By: Thiago Santos
We’re encoding millimeter precision into HD Vector Maps that define Protobuf (PBF) for serialization designed to encode data with variable precision, optimizing the data size for the exact resolution needed by the dataset.
Coordinates traditionally are represented in memory as double triplet (Latitude, Longitude, Altitude). Our HD map format turns real world coordinates into a local tile grid. This means a long sequence of coordinates is now represented as sequence instructions. This radically saves bandwidth for streaming data to a car and reduces storage size for larger area coverage offline.
The HD map format uses “pen” commands to move a cursor in the tile grid, making it possible to encode a coordinate into something as small as 32-bits integer. Describing a four points 3D line would look like:
MoveTo(+2,+2,+5)
LineTo(+0,+8,+3)
LineTo(+3,+2,+5)
LineTo(+1,+0,+2)
The local tile coordinates are then converted back to the source projection when decoding the vector tile, to be consumed by the autonomous navigation engine.
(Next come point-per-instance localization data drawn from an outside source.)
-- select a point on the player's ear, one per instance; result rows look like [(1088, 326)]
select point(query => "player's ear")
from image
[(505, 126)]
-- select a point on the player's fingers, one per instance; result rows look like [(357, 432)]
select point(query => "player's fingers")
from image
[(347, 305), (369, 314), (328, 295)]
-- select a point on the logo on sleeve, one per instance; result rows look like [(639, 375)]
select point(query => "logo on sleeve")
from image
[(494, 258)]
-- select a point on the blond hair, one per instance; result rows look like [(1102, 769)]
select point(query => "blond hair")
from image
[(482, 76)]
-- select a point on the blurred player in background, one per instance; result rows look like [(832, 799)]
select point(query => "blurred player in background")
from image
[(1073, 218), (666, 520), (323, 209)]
HD Vector Maps support encoding arbitrary metadata. This lets each automotive company or tier 1 customize for their proprietary HD map formats. A point representing a road traffic sign valid in only four countries in Europe could have properties like:
The metadata is flexible and can be used for encoding strings, numbers, arrays and serialized nodes used to reconstruct a connected road graph inside a car with full level of detail.
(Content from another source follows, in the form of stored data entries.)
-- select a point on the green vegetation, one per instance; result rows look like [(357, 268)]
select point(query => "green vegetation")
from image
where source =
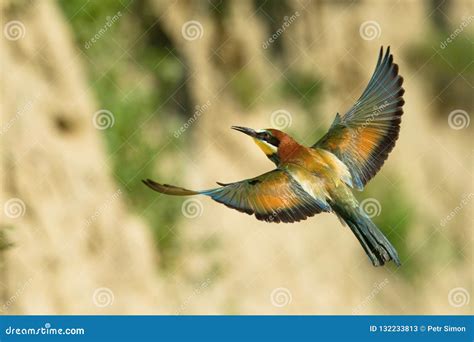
[(136, 74)]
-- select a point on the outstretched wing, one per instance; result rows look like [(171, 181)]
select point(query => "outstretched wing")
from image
[(366, 134), (273, 197)]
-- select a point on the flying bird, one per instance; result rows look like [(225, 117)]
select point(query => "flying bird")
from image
[(322, 177)]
The data is tiled in small pieces, distributed with low latency around the globe and receive partial updates in real-time as the road network gets smarter. Basically this brings Snapchat level scale for HD automotive maps, giving your fleet the latest up-to-date maps, in the fastest way possible, anywhere in the globe.
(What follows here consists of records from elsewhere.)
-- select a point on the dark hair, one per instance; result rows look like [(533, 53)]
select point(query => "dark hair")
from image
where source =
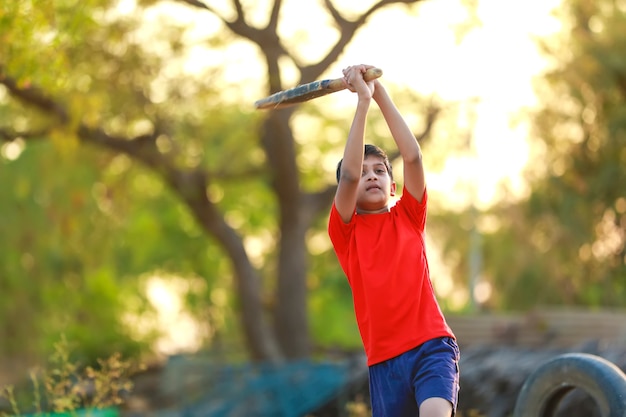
[(371, 150)]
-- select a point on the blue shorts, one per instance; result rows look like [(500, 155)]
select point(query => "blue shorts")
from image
[(399, 385)]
The code to encode, decode, optimize, and visualize HD Vector Maps is open source. For example, take a look at vtzero, our favorite decoder for embedded devices. It has a small memory footprint, is highly performant and it is designed to minimize memory allocations. Our open source approach fosters a healthy ecosystem of tools and means OEMs and suppliers can modify functionality to fit their exact needs and then use the Mapbox platform for visualization and distribution of HD Vector Maps to global fleets of vehicles.